Surveillance decision

Surveillance decision

We will update the guideline on Barrett's oesophagus.

The scope will be extended to incorporate management of low-grade dysplasia.

We considered this guideline alongside the following related guidelines that will not be updated:

See the webpages for each guideline for the surveillance decisions for these guidelines.

The following table gives an overview of how evidence identified in surveillance might affect each area of the guideline, including any proposed new areas.

Section of the guideline

New evidence identified

Impact

Confirming diagnosis of high-grade dysplasia or intramucosal cancer

Yes

No

Key principles of care

No

No

Offering endoscopic therapy

Yes

Yes

Endoscopic therapies

Yes

Yes

Radiofrequency ablation after endoscopic resection

Yes

Yes

Radiofrequency ablation and cryotherapy

Yes

Yes

Patient and carer support and information

No

No

Areas not currently covered in the guideline – low-grade dysplasia

Yes

Yes

Reasons for the decision

This section provides a summary of the areas that will be updated and the reasons for the decision to update.

Offering endoscopic therapy

The guideline recommends considering endoscopic therapy, particularly for those in whom surgery is unsuitable or who do not wish to undergo surgery. Clinical practice has progressed since the publication of the guideline, with evidence suggesting that most people who have treatment have endoscopic therapy, with surgery used only in a minority of patients.
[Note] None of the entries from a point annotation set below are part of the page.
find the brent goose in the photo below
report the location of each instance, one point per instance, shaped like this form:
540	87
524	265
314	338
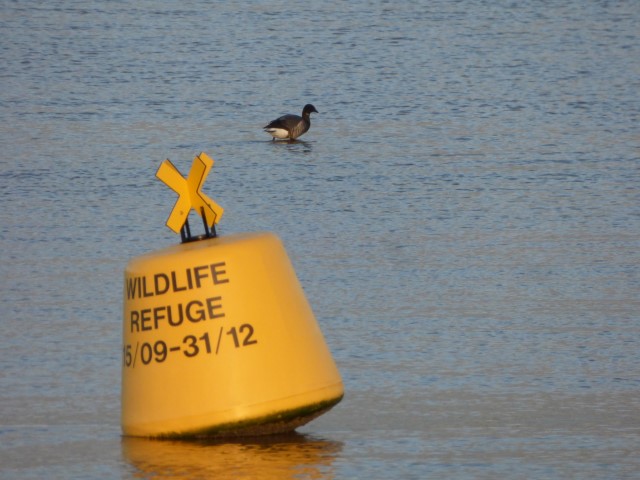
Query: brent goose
291	126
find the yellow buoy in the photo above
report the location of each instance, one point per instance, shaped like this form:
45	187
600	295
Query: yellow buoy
219	339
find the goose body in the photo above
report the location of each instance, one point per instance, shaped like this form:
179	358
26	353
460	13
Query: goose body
291	126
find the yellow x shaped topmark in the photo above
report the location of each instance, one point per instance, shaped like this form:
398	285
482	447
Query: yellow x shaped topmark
189	194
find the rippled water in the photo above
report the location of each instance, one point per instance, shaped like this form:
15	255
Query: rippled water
464	216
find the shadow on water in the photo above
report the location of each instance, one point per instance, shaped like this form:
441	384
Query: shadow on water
293	145
275	456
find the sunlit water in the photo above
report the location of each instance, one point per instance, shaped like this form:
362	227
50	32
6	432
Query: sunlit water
464	216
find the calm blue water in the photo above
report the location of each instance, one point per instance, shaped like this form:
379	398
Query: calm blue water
464	216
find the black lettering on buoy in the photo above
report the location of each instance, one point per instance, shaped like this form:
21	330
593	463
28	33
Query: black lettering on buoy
135	317
145	319
161	290
200	312
178	322
133	286
157	315
145	293
189	280
174	281
217	272
200	274
212	306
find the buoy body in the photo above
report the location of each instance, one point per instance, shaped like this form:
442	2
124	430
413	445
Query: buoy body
218	340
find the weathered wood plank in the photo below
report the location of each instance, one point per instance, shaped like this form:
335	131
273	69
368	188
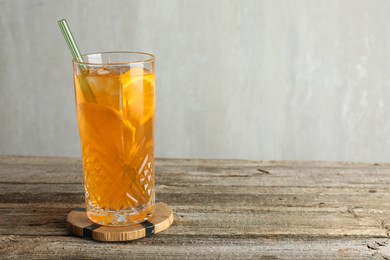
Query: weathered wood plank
192	246
223	209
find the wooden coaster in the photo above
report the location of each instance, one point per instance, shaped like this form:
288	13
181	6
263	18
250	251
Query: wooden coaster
80	225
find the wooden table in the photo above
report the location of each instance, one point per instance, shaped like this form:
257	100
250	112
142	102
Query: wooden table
223	209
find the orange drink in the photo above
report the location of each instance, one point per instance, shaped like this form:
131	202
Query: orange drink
115	101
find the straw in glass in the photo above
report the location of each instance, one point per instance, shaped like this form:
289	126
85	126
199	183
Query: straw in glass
74	50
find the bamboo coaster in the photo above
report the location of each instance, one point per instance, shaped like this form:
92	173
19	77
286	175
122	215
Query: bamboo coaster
80	225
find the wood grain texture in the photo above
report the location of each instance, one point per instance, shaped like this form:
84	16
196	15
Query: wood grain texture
223	209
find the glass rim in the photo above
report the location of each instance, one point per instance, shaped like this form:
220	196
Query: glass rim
150	58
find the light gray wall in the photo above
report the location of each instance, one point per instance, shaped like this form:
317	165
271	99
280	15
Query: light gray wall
235	79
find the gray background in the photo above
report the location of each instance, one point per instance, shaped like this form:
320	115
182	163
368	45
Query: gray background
244	79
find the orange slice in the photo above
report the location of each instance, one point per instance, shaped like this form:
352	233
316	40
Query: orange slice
138	96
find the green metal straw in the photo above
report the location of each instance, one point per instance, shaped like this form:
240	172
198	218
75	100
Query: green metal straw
74	50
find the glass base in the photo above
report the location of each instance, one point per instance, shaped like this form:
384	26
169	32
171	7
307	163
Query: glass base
123	217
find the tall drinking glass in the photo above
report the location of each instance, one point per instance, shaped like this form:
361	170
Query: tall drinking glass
115	101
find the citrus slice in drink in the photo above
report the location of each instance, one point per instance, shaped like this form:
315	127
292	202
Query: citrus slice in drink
138	97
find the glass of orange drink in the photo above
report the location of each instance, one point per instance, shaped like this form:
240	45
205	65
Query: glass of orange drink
115	103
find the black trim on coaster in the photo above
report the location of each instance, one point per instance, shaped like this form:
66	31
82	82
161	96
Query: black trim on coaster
80	209
87	231
149	228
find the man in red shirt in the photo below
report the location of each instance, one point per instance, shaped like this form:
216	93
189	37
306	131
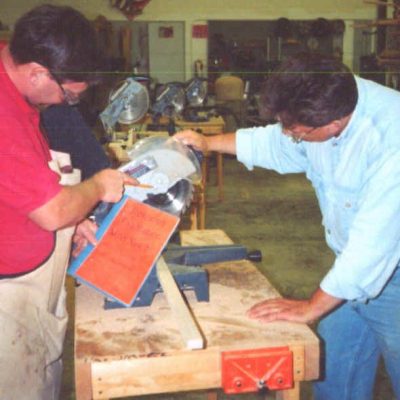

Rates of complete eradication in the UK have increased in the years after the guideline published. However, there appears to be inconsistency in the management of Barrett's oesophagus across the UK. The evidence mainly consists of observational studies and small randomised controlled trials, which is similar to the limited evidence available when developing the current guideline. Nevertheless, there is a need to update the guideline so that it remains relevant to clinical practice in the UK.

Endoscopic therapies

The guideline currently recommends considering endoscopic mucosal resection alone or ablative therapy alone (radiofrequency ablation or photodynamic therapy). However, evidence on the use of radiofrequency ablation after endoscopic mucosal resection suggests that combination treatment may be more effective than either treatment alone. The 2018 UK National Oesophageal-Gastric Cancer Audit indicates that about a third of people who have endoscopic resection have subsequent radiofrequency ablation. The update should consider whether a single-treatment strategy remains appropriate.

Low-grade dysplasia

The scope of the guideline on Barrett's oesophagus specifically excluded the management of low-grade dysplasia. Since the guideline was published, the evidence base on treating low-grade dysplasia to prevent progression to high-grade dysplasia or cancer has grown. UK audit data also indicate a clinical need for the guideline to cover treatment of low-grade dysplasia.

NICE has issued interventional procedures guidance on endoscopic radiofrequency ablation for Barrett's oesophagus with low-grade dysplasia or no dysplasia (IPG496). This recommends that radiofrequency ablation for low-grade dysplasia may be performed with normal arrangements for clinical governance, consent and audit or research. Topic experts noted gastroenterology guidelines produced by other organisations now address management of low-grade dysplasia.

Additionally, a large randomised controlled trial suggested that treatment with high-dose proton pump inhibitors plus aspirin may reduce progression or death in people with low-grade dysplasia. However, all comparator groups in this study received drug treatments. It is therefore difficult to ascertain the effects on progression from low-grade dysplasia to high-grade dysplasia compared with endoscopic therapies or with surveillance.

The 2018 UK National Oesophageal-Gastric Cancer Audit showed that about one-third of people diagnosed with high-grade dysplasia in the UK then receive a diagnosis of oesophageal or junction cancer within a year. This indicates a need for earlier intervention; therefore the update to the guideline should consider management of low-grade dysplasia.

For further details and a summary of all evidence identified in surveillance, see appendix A.